An example would be saying

“open reading frame inserted into the multiple cloning site of pUC18 between the NotI and XbaI restriction sites.”

##Oligos This section covers what to do when you order and receive non-renewable DNA or RNA oligonucleotides. Please see the Ordering page for information on ordering of DNA and RNA oligos.

If you receive oligos from IDT in single tube format (blue caps), add the oligo identifier number to the cap (format: SLXXXXX) In most cases, you’ll be resuspending the oligo at a concentration of 100 micromolar. Note on the tube if you changed this for any reason; if not, we’ll all assume it is 100 micromolar.

If you received oligos in a plate, resuspend to the appropriate concentration and place in a microcentrifuge tube and write the Oligo Identifier number and molarity on both the cap and the side of the tube. It is key that we do this, since we won’t have the IDT label to use as a crutch.

Oligo Identifier, sequences, and information about the oligo should already be in the Oligo Spreadsheet (link in the “Organization” channel of the lab Slack account). Make yourself a working stock of oligo, and put the long-term stock in the oligo boxes in the common -20˚C freezer. The boxes are labeled numerically based on the Oligo Identifier, so put it in the right box!!!

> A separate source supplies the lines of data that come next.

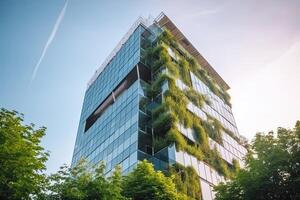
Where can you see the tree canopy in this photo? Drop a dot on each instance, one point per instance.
(22, 158)
(146, 183)
(272, 169)
(85, 182)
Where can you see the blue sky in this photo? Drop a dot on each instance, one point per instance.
(254, 45)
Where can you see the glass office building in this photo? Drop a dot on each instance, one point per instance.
(117, 124)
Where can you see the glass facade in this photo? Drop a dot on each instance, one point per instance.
(116, 125)
(113, 137)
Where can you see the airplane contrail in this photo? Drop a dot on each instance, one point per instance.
(50, 39)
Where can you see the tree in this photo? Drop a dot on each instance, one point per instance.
(272, 169)
(146, 183)
(22, 158)
(85, 182)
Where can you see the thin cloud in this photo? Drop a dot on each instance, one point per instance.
(49, 41)
(203, 13)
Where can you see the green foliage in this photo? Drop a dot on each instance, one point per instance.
(213, 130)
(186, 181)
(201, 135)
(146, 183)
(189, 63)
(214, 159)
(195, 97)
(22, 158)
(272, 169)
(184, 71)
(85, 182)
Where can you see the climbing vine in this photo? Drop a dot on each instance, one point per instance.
(172, 110)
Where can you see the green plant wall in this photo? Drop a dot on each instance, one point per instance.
(173, 109)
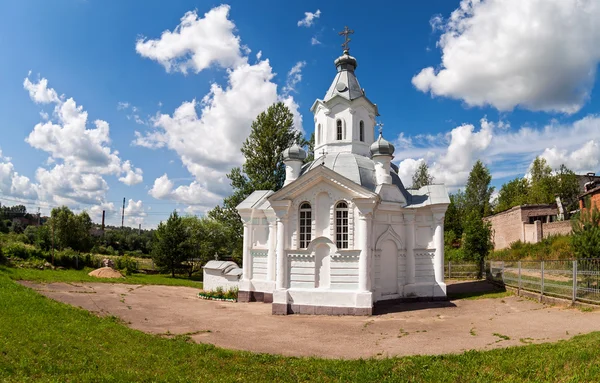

We pretty much only purchase antibodies and they are stored at either 4˚C or -20˚C. Please keep track of what antibodes we have by adding them to the Antibody Spreadsheet (link in the “Organization” channel of the lab Slack account). If you have ordered and received a new antibody, it gets an Ab Identifier number that is assigned sequentially. This is only important when keeping track of product sheets/inserts.

For each antibody you receive, add it to the spreadsheet and then drop a copy of the PDF product sheet in the antibody_repository folder (on the Desktop of quark). Name your file based on the Ab Identifier number (format: AB1.pdf)

When we recieve an antibody, please read the accompanying documentation and determine whether the antibody needs to be aliquoted in some way. Some antibodies are sensitive to multiple freeze-thaw cyles and will need to be properly aliquoted. Please use some semblance of logic if you do so; for example, if there is 50uL of antibody, you might want to do 5-10uL aliquots. Please label the tube with at least the antibody name (on the cap and side) and the product # (on the side). If you can fit more info, that’s fantastic.